Managing third-party risk is particularly challenging as it puts pressure on financial institutions to account for how other companies and providers are using and protecting their data and managing sustainable operations.
"Effective third party risk management is about more than just keeping on the right side of regulators.”
In the current environment, effective third party risk management (TPRM) is about more than just keeping on the right side of regulators.
It provides an opportunity for financial institutions to create business value while better managing risks now and into the future.
Having a strategic TPRM function in place can not only help financial institutions reduce operating costs but also lay the groundwork for building deeper, trusted relationships with customers – ultimately delivering a strong competitive advantage.
In a heartening result, EY’s 2018 Global Financial Services Third Party Risk Management Survey showed most financial institutions globally have made significant upgrades and enhancements to the governance and oversight of this critical function.

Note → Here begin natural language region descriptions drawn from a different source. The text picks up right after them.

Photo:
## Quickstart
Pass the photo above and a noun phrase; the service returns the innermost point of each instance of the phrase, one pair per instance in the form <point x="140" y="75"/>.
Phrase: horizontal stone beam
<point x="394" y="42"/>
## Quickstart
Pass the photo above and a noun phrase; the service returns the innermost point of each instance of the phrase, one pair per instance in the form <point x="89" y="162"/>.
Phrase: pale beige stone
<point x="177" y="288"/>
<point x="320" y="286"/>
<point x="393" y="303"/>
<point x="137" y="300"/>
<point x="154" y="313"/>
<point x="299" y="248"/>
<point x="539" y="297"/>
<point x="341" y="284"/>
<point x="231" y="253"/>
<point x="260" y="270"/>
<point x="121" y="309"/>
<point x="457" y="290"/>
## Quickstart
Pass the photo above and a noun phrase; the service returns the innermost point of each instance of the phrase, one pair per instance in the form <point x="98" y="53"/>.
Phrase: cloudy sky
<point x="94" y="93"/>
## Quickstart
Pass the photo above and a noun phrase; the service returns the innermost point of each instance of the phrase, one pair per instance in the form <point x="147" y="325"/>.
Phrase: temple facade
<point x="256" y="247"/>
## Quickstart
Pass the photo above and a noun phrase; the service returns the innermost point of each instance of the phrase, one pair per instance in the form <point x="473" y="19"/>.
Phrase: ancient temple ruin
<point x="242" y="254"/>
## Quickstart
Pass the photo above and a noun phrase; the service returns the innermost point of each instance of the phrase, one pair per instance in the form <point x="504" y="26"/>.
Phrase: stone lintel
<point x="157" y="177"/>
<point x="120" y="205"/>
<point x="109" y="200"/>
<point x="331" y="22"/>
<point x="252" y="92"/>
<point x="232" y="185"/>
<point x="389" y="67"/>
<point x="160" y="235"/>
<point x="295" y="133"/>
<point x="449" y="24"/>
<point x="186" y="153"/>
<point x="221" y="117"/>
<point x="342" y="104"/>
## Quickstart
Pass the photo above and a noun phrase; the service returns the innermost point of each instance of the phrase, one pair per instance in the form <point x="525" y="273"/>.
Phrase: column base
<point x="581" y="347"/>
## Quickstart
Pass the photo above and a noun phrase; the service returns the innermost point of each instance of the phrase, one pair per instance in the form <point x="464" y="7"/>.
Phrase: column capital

While many financial institutions are continuing to adjust the scope and structure of their risk-management functions overall there has been an encouraging maturation of third-party programs.
We are seeing more organisations enhance reporting processes and engaging senior management in third-party risk management.
The survey also found banks - generally subject to a higher level of regulatory scrutiny - tended to have more well-established, mature and robust TPRM programs than insurers and asset managers.
However challenges continue to persist, particularly around technology integration across the entire end-to-end third-party life cycle.
In fact, almost all financial institutions surveyed (96 per cent) said they had not yet reached the optimised level of technology integration and 81 per cent were either negative or neutral about how well their technology integrates and captures risk for reporting.